Таким образом, и большинство советских исследователей расценивают речь Антонио Лоски в защиту жадности как отвечающую духу времени и, следовательно, определяющую подход Поджо Браччолини к проблеме богатства, что в свою очередь дает ключ к пониманию его этических воззрений. Нам же представляется важным не столько отождествление авторской позиции с точкой зрения того или иного участника диалога, сколько раскрытие тех этических принципов, которые отражают суть подхода Поджо к решению проблемы avaritia.

Введение в диалоге посвящено гуманисту Франческо Барбаро. Поджо просит его критически и в то же время снисходительно подойти к своему первому труду, написанному «для общего блага» по примеру современников, «которые своими деяниями достигли великой славы и известности» (р. 1). Обращаясь к Барбаро, Поджо говорит о направленности своего сочинения против жадности и выражает надежду, что оно не лишено литературных достоинств (р. 1-2).

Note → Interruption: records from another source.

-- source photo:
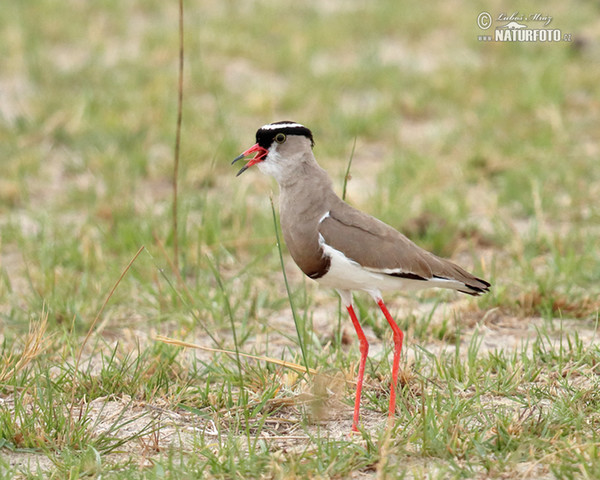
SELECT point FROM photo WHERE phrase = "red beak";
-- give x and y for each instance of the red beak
(260, 156)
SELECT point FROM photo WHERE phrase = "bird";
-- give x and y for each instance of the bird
(341, 247)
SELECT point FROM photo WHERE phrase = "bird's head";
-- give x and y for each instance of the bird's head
(279, 146)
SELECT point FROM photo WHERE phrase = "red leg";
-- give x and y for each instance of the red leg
(364, 350)
(398, 337)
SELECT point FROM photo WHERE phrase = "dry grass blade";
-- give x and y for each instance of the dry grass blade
(275, 361)
(93, 325)
(34, 344)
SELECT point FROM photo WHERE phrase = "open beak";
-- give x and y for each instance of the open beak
(260, 156)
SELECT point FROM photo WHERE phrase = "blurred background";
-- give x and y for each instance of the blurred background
(481, 151)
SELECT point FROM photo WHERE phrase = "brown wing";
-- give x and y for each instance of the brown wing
(376, 245)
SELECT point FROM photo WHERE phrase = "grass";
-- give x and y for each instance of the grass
(486, 153)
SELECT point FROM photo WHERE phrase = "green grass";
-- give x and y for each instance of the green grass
(485, 153)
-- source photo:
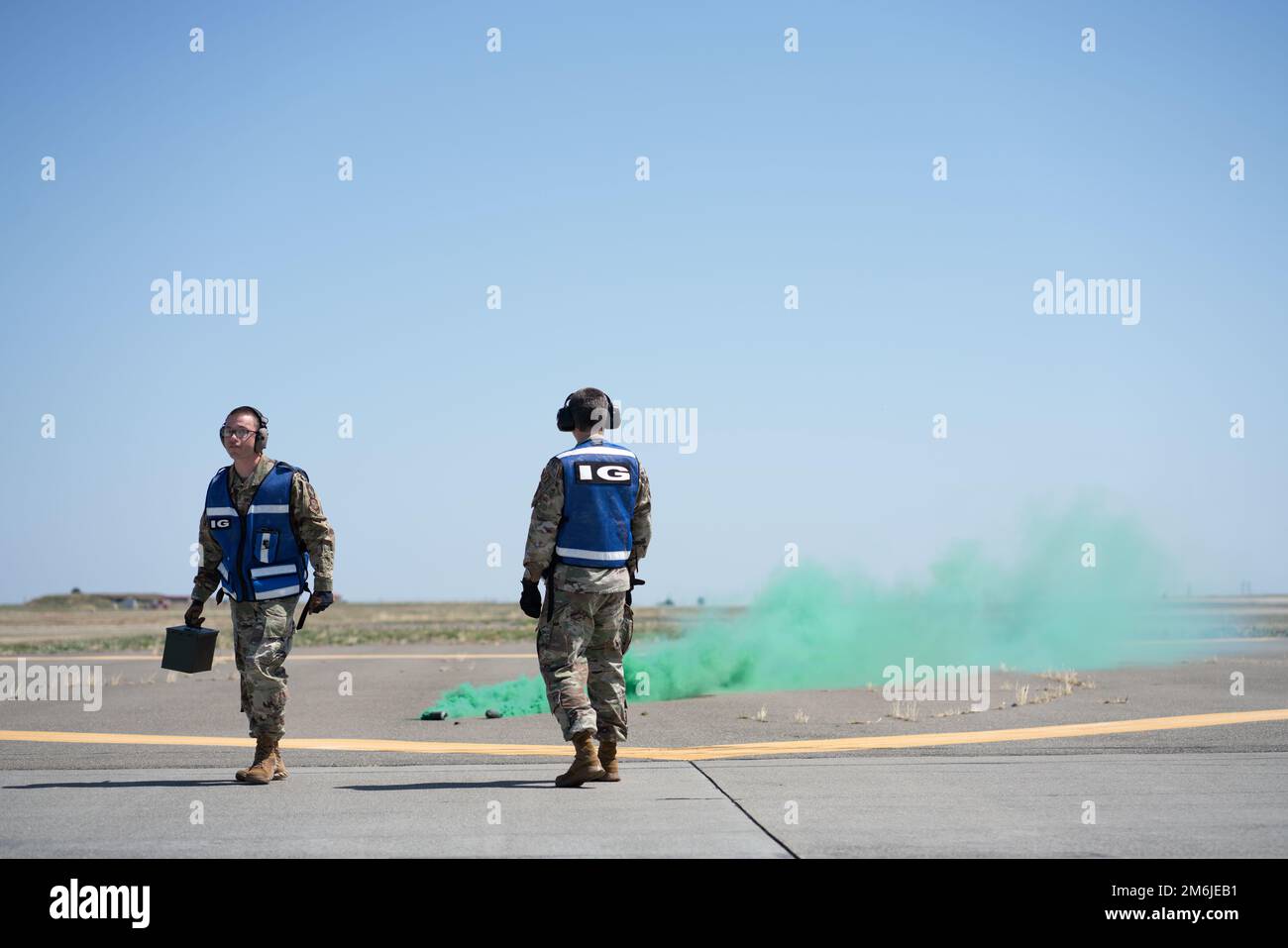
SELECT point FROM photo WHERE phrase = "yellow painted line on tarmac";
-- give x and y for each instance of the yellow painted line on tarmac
(107, 657)
(702, 753)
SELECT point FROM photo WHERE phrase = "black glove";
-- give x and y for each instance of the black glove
(531, 599)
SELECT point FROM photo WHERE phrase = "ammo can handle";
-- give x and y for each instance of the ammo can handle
(305, 613)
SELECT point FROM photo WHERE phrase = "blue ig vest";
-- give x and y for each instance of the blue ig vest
(600, 484)
(262, 558)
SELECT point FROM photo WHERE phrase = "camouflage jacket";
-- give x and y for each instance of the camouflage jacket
(546, 513)
(307, 519)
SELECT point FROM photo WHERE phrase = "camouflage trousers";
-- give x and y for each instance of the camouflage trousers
(262, 639)
(580, 653)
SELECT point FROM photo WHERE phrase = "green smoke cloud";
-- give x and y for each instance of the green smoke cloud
(811, 629)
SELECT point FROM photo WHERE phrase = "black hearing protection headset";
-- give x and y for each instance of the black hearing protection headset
(566, 421)
(261, 436)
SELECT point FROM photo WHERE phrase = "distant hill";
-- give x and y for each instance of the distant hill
(97, 601)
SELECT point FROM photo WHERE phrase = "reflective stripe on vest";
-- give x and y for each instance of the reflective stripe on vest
(600, 485)
(261, 556)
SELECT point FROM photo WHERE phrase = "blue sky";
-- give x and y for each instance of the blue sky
(767, 168)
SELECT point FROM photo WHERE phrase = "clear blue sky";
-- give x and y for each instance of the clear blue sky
(768, 168)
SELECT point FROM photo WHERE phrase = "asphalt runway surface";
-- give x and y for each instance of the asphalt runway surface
(1142, 762)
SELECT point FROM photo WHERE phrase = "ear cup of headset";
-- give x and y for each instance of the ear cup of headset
(563, 417)
(566, 421)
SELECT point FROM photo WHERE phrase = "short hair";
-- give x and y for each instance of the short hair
(584, 403)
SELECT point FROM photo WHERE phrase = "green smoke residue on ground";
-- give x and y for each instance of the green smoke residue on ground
(810, 629)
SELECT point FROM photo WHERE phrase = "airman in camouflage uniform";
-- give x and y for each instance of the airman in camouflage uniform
(263, 629)
(584, 631)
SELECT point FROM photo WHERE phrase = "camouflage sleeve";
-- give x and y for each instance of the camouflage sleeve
(206, 579)
(642, 522)
(313, 531)
(546, 513)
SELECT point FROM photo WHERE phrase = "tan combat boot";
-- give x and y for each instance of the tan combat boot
(608, 760)
(281, 773)
(262, 771)
(585, 766)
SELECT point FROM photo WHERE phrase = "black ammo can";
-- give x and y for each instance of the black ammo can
(188, 648)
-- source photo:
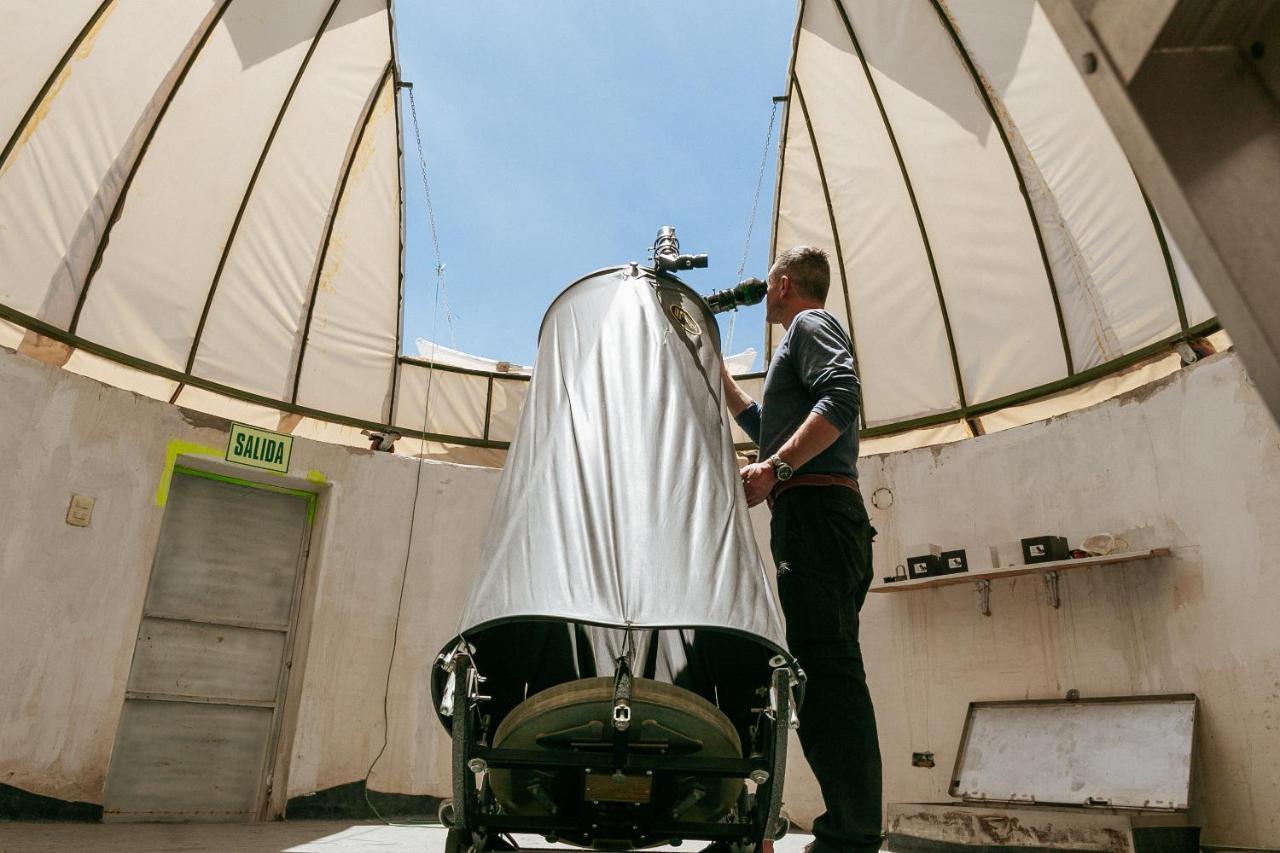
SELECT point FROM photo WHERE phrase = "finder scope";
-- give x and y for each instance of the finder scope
(666, 252)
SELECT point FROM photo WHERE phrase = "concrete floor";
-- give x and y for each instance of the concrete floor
(292, 836)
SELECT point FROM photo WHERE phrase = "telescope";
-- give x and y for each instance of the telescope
(667, 258)
(749, 291)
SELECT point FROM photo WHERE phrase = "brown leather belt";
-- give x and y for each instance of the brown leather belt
(812, 479)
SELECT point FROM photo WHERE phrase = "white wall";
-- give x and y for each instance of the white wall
(71, 598)
(1192, 463)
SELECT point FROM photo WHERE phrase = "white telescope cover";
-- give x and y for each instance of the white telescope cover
(620, 503)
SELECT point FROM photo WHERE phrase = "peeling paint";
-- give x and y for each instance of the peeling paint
(177, 447)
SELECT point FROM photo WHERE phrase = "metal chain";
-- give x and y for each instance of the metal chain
(750, 223)
(430, 215)
(759, 185)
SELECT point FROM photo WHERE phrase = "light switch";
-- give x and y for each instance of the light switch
(80, 511)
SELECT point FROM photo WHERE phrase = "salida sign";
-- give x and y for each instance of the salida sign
(259, 448)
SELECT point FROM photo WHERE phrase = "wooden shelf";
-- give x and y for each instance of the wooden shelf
(1050, 570)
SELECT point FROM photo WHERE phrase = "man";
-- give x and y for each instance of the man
(821, 538)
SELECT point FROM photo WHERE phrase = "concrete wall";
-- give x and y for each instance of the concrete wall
(1192, 463)
(71, 598)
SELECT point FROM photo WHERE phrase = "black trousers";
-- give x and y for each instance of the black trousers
(822, 546)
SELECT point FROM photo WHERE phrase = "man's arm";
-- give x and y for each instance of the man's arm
(814, 436)
(826, 366)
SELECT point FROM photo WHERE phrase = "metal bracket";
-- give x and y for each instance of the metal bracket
(1051, 587)
(983, 589)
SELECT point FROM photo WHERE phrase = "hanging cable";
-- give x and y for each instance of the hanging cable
(750, 222)
(421, 457)
(430, 218)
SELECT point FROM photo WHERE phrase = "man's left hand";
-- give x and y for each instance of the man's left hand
(758, 480)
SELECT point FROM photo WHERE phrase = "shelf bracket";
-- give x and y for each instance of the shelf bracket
(1051, 587)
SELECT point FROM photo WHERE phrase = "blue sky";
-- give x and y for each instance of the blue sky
(560, 136)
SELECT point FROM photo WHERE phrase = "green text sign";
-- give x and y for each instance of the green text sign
(260, 448)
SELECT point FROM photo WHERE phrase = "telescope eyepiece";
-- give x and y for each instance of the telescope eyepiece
(749, 291)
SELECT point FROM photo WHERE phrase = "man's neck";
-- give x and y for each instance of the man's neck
(789, 318)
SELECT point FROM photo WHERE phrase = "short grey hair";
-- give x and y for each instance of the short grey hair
(808, 267)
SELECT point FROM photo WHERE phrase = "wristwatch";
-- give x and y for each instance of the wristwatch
(781, 469)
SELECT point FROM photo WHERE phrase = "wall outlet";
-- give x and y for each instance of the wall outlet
(81, 511)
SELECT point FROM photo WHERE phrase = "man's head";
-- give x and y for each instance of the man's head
(799, 279)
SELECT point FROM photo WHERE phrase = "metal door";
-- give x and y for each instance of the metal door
(204, 699)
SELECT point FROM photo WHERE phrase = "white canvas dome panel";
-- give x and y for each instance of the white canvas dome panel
(350, 350)
(164, 249)
(59, 185)
(33, 42)
(1087, 173)
(209, 192)
(997, 295)
(1048, 268)
(260, 300)
(865, 186)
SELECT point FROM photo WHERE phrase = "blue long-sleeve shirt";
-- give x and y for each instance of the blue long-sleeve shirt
(812, 372)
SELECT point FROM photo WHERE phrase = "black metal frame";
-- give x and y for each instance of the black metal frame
(472, 824)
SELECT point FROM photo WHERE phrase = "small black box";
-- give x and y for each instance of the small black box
(924, 566)
(952, 562)
(1045, 550)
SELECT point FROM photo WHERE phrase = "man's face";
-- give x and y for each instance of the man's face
(773, 297)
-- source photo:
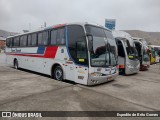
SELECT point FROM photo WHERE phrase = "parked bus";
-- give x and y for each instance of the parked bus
(152, 55)
(157, 52)
(143, 53)
(79, 52)
(127, 54)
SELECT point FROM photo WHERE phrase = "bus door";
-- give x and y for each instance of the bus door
(139, 50)
(121, 56)
(77, 50)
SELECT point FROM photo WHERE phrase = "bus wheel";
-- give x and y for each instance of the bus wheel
(15, 64)
(58, 73)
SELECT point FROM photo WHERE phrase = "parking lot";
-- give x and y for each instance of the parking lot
(22, 90)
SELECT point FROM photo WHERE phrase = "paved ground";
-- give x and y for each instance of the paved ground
(26, 91)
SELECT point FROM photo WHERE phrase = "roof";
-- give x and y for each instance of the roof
(2, 39)
(59, 25)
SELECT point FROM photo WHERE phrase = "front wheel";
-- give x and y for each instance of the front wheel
(58, 73)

В начале диалога Антонио Лоски произносит хвалебную речь о Бернардино да Сьена. Ему возражает Чинчо, заявляя, что Бернардино и другие проповедники совершают, по его мнению, одну и ту же ошибку. Они проповедуют не ради того, чтобы приносить пользу, а с целью блеснуть своим красноречием. Они стремятся не лечить болезни души, а заслужить похвалу и одобрение толпы. Такие ораторы заучивают наизусть несколько фраз, произносят их перед кем угодно и, возвышаясь над невежественной чернью, стремятся понравиться в первую очередь женщинам и глупцам (р. 2-3).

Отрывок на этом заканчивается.